CAR-T is a form of immuno-oncology therapy where the patient’s own immune T-cells are collected, engineered to hunt down and kill their specific cancer cells, and are then infused back into the patient. There, they become a living therapy that multiplies and attacks the cancer cells that express the CD19 protein found on the cancer cells.

However, in patients with acute lymphoblastic leukemia (ALL), between 10 and 20% of patients’ cancer is resistant to CAR-T cells.

“Most theories have centered around a defect in the T-cells, but what we’ve shown here is that the problem originates in an important death signaling pathway in the cancer cell itself, which prevents the T-cell from doing its job,” said Marco Ruella, assistant professor of Hematology-Oncology in the Perelman School of Medicine at the University of Pennsylvania. With Saar Gill, an assistant professor of Hematology-Oncology, Ruella co-authored the study.

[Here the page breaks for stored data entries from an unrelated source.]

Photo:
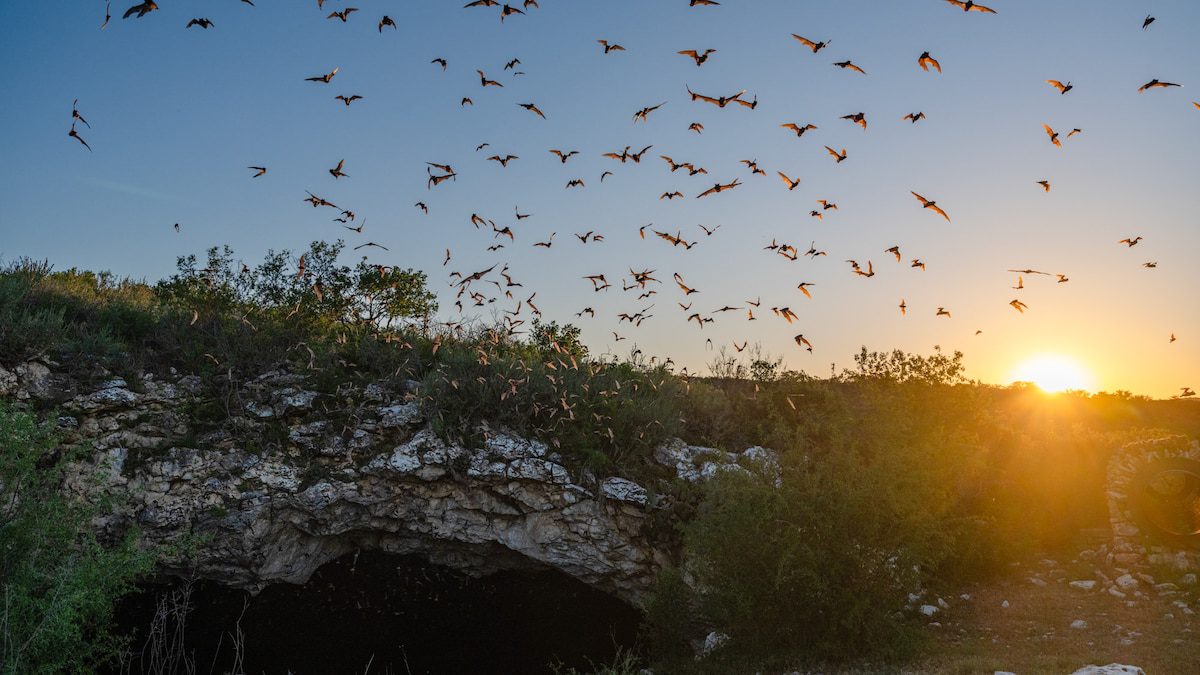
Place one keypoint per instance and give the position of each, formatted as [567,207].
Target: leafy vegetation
[897,475]
[59,583]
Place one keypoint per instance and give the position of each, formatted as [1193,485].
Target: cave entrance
[396,614]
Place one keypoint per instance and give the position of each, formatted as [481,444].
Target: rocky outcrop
[1135,544]
[289,478]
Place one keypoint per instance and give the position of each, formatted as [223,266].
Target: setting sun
[1053,374]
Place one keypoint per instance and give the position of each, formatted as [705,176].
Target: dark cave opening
[399,614]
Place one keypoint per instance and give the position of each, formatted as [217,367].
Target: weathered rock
[277,490]
[1110,669]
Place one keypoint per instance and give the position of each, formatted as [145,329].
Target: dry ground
[1033,634]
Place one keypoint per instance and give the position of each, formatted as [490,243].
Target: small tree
[545,336]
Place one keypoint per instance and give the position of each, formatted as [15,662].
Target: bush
[600,416]
[59,584]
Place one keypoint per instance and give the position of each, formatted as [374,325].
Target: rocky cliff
[286,481]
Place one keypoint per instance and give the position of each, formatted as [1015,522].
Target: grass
[1033,633]
[903,451]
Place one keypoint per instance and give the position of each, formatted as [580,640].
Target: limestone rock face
[258,512]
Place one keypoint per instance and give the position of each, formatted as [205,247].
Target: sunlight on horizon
[1054,374]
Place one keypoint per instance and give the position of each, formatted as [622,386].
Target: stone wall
[291,481]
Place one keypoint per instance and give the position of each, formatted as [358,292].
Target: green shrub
[59,584]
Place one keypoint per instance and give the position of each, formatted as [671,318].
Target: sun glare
[1053,374]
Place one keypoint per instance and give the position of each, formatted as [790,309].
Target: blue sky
[178,114]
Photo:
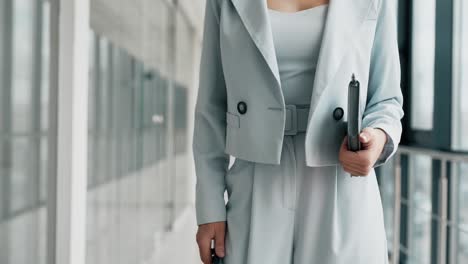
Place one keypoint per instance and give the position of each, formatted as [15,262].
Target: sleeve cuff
[390,146]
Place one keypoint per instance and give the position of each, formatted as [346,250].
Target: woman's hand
[360,163]
[207,232]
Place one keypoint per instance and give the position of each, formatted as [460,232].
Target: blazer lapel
[254,16]
[343,19]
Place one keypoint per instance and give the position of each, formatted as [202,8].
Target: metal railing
[445,158]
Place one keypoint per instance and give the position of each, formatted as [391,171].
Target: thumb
[365,136]
[219,241]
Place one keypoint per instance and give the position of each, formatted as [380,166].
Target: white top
[297,38]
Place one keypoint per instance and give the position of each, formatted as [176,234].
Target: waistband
[296,119]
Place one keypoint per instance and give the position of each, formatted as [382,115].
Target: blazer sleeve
[384,106]
[211,162]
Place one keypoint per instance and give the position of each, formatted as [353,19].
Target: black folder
[354,115]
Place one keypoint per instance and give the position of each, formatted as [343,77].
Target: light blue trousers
[292,213]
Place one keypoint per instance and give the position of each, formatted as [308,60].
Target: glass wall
[422,64]
[458,219]
[140,73]
[460,91]
[24,102]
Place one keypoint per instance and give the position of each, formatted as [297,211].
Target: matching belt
[296,119]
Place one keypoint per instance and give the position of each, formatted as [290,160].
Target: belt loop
[291,111]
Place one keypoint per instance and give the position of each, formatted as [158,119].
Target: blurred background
[96,100]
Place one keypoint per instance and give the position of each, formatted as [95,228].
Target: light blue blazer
[238,66]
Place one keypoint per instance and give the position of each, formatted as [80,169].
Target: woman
[273,93]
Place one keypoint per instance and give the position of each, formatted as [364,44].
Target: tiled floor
[179,246]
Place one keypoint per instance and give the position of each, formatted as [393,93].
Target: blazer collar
[343,19]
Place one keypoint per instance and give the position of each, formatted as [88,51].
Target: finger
[366,137]
[352,170]
[204,246]
[219,241]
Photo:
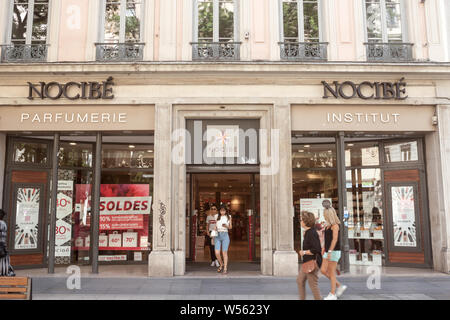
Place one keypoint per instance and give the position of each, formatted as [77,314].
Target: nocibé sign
[366,90]
[86,90]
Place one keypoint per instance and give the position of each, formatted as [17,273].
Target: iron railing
[24,52]
[120,51]
[304,51]
[216,51]
[388,52]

Utilizing a genome-wide CRISPR/Cas9-based screen of all ALL cell lines dubbed Nalm5, the researchers isolated pathways linked to drug resistance. The investigators edited the cells for loss of function of single genes, which they combined with CAR-T cells for 24 hours. This allowed them to identify the pathway most involved in the primary therapeutic resistance.

They found that in ALL cells that resisted CAR-T, genes involved in activating the cell death pathway, specifically FADD, BID, CASP8 and TNFRSF10B, were depleted. There were also several genes needed to resist the cell death pathway, CFLAR, TRAF2 and BIRC2, that were enriched.

When tested in animal models, they found the effect was even stronger than what they had observed in the laboratory. They found that prolonged survival of cancer cells led to T-cell dysfunction.

This led the team to analyze the genes in leukemia cells and in T-cells before and after infusion from patients who responded to therapy and those who did not. Signaling pathways that had previously been identified in cancer cells were directly tied to responses to CAR therapy in patients from two clinical trials.

“We now know that resistance occurs in two phases: the cancer cells’ initial resistance to death, followed by the cancer’s ability to impair T-cell function,” said co-first author Nathan Singh, who led the research while a post-doctoral researcher with Carl June, the Richard W. Vague Professor in Immunotherapy and director of the Center for Cellular Immunotherapies. Singh is currently an assistant professor of Medicine at Washington University School of Medicine in St. Louis.

“Together,” Singh added, “this leads to CAR-T cell failure that allows the disease to progress.”

They believe that using healthy donor T-cells for CAR-T manufacturing may run into the same issues as those harvested from the cancer patients.

Gill said, “This will also inform future research investigating new and improved CAR-T cells that have the ability to overcome this resistance, along with therapies that target the defective signaling pathway in cancer cells.”